Diagrammatic illustration of the major pre- and post-synaptic proteins identified by 2-DE/MS and/or shotgun proteomics, and normally expected as constituent in synaptosomal preparations. Blue: The proteins that were identified by 2-DE/MS; yellow, the proteins that were identified by shotgun proteomics; green, the proteins that were identified by both 2-DE/MS and shotgun proteomics; and blank (white), those major constituents expected but not identified. *Proteins were identified by shotgun proteomics only after the PTM analysis; **Proteins were identified as a complex with other proteins by 2-DE/MS; (a) EAA1, EAA2, and GABA transporter. b: Post-synaptic proteins.

Several adjacent spots on the 2-D map were assigned identical protein IDs, but by different MS analysis. In such cases, the LC-MS/MS results provide confirmatory evidence for the accuracy of the PMF ID. More importantly these “charge trains” on a 2-D map typically represent a single protein resolved at varying pI, due to PTM. For example, spot nos. 20–24 were all identified as tubulin β-chain (TBB1), with spot 20 identified by LC-MS and the rest by PMF. It has been shown that brain tubulins exhibit a significant charge heterogeneity, with up to 21 charge variants (for both α- and β-subunits) observed in different studies [51, 52]. Phospho-rylation [53] and polyglycosylation [54] have been reported for tubulin β. As indicated in Tables 2 and 3, tubulin β was detected by LC-MS/MS with methylation, M and H oxidation, and glycosylation of various peptides.
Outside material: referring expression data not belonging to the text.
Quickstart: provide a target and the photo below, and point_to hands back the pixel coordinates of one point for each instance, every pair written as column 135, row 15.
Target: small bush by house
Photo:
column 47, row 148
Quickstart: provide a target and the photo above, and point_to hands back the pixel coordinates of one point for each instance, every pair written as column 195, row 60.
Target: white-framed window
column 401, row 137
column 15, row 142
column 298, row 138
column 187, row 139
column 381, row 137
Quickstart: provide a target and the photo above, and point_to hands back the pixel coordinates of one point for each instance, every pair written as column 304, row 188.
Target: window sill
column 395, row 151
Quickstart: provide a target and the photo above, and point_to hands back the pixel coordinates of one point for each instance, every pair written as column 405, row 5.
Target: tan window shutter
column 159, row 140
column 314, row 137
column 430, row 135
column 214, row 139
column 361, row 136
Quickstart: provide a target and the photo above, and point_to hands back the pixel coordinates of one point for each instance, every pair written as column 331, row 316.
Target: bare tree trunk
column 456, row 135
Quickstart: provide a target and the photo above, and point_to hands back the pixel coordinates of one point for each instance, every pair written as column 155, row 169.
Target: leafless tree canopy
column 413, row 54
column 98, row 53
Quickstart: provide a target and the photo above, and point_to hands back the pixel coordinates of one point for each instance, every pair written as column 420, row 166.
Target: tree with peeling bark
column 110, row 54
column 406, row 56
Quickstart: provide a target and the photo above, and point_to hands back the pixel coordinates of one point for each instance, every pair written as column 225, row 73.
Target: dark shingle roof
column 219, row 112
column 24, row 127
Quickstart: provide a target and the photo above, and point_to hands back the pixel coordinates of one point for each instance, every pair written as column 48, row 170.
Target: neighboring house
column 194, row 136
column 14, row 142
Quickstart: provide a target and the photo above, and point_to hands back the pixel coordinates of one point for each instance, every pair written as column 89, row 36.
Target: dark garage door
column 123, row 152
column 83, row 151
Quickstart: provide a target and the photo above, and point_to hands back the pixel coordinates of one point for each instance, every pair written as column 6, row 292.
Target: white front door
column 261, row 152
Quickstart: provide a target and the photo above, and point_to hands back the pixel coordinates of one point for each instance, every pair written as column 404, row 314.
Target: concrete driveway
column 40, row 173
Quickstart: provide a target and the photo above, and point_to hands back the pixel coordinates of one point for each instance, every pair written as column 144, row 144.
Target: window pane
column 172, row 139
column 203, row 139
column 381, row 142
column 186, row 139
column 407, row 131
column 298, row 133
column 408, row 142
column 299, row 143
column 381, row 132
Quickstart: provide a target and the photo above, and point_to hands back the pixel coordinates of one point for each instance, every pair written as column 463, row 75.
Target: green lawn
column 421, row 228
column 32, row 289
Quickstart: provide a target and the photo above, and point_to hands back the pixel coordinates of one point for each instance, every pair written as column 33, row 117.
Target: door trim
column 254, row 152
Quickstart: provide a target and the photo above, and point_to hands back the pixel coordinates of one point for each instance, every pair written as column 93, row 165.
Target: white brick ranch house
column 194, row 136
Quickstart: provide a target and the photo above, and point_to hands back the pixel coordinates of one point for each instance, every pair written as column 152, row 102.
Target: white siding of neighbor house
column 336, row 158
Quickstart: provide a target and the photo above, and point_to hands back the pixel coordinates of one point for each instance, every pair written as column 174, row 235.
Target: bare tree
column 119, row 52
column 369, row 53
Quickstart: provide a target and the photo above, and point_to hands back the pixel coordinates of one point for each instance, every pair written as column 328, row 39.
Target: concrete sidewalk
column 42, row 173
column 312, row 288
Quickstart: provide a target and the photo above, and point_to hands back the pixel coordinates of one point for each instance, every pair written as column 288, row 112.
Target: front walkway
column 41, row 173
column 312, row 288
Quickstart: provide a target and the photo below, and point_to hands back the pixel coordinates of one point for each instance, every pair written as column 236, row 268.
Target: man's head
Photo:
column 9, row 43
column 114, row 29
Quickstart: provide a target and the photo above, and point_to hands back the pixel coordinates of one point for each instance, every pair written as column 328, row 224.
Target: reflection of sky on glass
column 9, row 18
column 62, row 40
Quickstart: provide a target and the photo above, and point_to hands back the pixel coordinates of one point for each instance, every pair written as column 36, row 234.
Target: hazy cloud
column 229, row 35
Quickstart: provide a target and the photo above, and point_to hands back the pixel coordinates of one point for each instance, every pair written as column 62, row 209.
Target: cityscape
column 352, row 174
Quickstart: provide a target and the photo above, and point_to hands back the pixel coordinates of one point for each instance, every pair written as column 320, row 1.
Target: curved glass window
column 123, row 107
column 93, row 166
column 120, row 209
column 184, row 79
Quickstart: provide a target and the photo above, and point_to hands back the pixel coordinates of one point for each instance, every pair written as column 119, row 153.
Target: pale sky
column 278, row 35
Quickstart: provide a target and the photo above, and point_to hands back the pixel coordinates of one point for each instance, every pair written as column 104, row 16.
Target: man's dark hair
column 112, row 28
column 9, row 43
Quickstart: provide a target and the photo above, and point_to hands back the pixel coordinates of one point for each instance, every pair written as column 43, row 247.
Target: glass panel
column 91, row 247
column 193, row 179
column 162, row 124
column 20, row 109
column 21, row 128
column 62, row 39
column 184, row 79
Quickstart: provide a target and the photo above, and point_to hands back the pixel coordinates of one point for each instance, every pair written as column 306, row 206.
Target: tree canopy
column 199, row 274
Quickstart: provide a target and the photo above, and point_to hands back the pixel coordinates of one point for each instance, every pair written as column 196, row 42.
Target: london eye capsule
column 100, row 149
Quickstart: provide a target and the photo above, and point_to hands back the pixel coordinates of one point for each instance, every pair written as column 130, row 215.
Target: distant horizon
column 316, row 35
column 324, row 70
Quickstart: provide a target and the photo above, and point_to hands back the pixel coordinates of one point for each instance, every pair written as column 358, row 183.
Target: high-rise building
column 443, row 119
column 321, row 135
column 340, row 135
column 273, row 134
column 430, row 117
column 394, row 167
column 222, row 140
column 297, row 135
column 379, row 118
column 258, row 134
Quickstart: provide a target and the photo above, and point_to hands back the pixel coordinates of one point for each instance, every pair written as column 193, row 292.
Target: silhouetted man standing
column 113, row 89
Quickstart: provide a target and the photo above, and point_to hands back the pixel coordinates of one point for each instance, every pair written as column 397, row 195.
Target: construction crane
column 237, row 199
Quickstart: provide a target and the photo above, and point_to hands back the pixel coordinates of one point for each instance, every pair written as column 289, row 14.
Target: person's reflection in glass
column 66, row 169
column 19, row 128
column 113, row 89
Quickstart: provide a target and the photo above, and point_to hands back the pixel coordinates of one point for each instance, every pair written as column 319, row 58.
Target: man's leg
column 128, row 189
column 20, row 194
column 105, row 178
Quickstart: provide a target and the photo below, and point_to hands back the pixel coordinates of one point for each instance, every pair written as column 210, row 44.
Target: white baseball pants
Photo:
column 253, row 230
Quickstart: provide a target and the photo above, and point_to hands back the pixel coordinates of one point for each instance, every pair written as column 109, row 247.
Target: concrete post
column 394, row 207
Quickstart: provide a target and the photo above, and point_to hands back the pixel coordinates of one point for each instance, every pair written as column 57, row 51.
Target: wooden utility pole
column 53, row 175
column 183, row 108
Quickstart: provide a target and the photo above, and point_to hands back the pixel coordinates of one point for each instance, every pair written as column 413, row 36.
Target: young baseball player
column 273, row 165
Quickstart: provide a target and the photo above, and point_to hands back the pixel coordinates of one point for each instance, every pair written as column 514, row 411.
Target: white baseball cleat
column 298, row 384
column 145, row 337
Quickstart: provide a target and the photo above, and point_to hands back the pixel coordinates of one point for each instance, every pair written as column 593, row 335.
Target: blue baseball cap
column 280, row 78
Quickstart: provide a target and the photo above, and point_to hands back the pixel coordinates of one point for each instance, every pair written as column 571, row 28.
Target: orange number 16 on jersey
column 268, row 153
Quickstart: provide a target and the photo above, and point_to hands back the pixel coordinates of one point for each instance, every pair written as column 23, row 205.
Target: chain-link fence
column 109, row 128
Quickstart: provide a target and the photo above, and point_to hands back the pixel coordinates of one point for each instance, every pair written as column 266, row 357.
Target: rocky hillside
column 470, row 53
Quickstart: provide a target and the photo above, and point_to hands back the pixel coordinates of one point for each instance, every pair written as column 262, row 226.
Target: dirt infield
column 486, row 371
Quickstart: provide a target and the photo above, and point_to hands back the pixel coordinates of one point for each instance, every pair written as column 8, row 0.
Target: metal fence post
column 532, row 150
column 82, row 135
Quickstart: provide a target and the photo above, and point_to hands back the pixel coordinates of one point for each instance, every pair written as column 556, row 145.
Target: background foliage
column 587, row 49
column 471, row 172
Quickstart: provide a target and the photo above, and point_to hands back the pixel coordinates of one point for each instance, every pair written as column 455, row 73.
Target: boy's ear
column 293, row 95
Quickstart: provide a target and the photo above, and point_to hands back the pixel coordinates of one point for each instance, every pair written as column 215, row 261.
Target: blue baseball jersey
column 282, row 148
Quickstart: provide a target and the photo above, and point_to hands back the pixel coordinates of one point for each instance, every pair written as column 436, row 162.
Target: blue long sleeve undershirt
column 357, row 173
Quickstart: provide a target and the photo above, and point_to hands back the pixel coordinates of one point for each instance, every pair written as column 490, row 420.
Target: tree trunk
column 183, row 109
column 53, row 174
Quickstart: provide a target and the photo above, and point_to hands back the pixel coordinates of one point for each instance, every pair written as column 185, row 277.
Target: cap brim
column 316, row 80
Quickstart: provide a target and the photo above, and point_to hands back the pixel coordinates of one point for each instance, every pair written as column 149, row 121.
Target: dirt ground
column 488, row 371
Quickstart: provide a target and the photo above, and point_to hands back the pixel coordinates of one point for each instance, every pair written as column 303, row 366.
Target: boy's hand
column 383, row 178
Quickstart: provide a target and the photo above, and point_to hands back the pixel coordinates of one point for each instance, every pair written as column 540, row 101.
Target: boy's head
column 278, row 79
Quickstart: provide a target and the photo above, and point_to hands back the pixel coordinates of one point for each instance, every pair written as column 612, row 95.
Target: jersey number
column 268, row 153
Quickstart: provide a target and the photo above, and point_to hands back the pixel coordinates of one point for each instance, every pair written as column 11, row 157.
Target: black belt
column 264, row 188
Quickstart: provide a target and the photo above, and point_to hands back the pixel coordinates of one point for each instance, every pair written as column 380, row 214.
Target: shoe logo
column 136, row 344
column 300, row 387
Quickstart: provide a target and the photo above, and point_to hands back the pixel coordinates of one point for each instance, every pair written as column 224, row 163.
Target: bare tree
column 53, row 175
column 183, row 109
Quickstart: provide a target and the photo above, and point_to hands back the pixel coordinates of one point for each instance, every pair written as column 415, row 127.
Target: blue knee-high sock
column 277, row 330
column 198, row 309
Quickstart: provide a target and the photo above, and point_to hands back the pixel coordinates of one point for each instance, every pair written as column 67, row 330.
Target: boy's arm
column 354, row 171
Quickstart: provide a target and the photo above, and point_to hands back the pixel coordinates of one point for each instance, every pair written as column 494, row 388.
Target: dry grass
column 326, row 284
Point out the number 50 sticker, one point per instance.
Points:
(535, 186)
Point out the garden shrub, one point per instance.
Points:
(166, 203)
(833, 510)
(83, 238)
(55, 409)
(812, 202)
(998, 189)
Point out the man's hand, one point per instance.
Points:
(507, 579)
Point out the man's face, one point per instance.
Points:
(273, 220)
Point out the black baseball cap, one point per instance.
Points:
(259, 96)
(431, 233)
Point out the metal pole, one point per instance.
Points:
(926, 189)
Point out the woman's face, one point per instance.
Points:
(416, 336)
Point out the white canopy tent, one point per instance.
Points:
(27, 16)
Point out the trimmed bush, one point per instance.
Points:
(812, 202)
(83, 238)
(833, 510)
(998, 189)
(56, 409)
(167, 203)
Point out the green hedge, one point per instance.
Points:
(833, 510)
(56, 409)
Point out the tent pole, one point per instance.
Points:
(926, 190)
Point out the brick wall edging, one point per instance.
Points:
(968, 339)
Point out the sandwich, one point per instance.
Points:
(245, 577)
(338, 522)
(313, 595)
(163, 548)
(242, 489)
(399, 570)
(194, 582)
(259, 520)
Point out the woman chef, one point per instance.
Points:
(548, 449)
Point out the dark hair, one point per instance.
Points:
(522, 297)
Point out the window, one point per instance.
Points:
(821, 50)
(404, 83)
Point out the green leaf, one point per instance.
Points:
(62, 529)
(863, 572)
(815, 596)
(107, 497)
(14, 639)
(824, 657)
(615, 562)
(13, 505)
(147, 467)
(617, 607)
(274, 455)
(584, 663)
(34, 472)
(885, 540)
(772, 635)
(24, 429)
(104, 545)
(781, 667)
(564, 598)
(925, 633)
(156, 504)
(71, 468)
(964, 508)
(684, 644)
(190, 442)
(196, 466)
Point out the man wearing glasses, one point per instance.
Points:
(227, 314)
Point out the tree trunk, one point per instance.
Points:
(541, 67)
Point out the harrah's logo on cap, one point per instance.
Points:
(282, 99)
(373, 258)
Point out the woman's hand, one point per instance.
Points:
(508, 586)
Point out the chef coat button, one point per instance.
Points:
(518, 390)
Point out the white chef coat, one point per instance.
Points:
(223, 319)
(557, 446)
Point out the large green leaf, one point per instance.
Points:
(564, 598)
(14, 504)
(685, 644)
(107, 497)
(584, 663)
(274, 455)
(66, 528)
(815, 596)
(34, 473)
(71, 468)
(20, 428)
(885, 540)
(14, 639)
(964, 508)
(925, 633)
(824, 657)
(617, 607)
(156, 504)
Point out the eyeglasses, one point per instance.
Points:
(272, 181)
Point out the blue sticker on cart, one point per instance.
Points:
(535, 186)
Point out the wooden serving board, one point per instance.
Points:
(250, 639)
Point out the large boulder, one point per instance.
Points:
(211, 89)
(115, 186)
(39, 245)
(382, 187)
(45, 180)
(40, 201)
It has been shown that reductive methylation of the tubulin dimer with formaldehyde and sodium cyanoborohydride greatly inhibits the microtubule assembly [55], with the β-subunit being more susceptible to methylation than the α-subunit [56], although we observed methylation in both. The ability to observe and determine modifications in this way will be of great importance in future studies using this synaptosomal preparation in assessing the effects of alcohol ingestion, neurotoxins, etc.

Other modified proteins identified by LC-MS/MS include glyceraldehyde-3-phosphate dehydrogenase (GAPDH, G3P, nos. 82, 84, 86–90, 92, and 97), creatine kinase B chain (KCRB, nos. 56 and 57), triosephosphate isomerase (nos. 117, 120, 122–124), ubiquitin carboxy-terminal hydrolase isozyme L1 (nos. 112 and 113), ATP synthase β-subunit (ATPB, nos. 43–46), actin (nos. 54 and 55), and protein kinase C and casein kinase substrate in neurons protein 1 (PAC1, nos. 40 and 41). Though the chemical nature and the physiological relevance of these PTMs is beyond the scope of this manuscript, these results demonstrate the unique power of 2-DE in resolving the differentially modified protein charge forms and quantifying the extent of modification [57] established by mass spectrometric techniques.

Overall, the results of the current study indicate that a sample preparation incorporating pre-fractionation and enrichment of specific cell components can improve the capability of proteomics techniques to detect important synaptic proteins from brain tissues. In the present study, the proteome profile of cerebral cortical synaptosomes indicates that major protein components involved in synaptic vesicle trafficking and docking, post-synaptic densities, transporters and receptors, mitochondrial function and the glycolytic pathway can be detected and their relative expression studied. Because these are the proteins normally present in intact nerve endings, an approach that uses sub-cellular fractionation to produce synaptosomes may prove to be useful in proteomic studies of brain function where neural, not glial proteins, are of interest.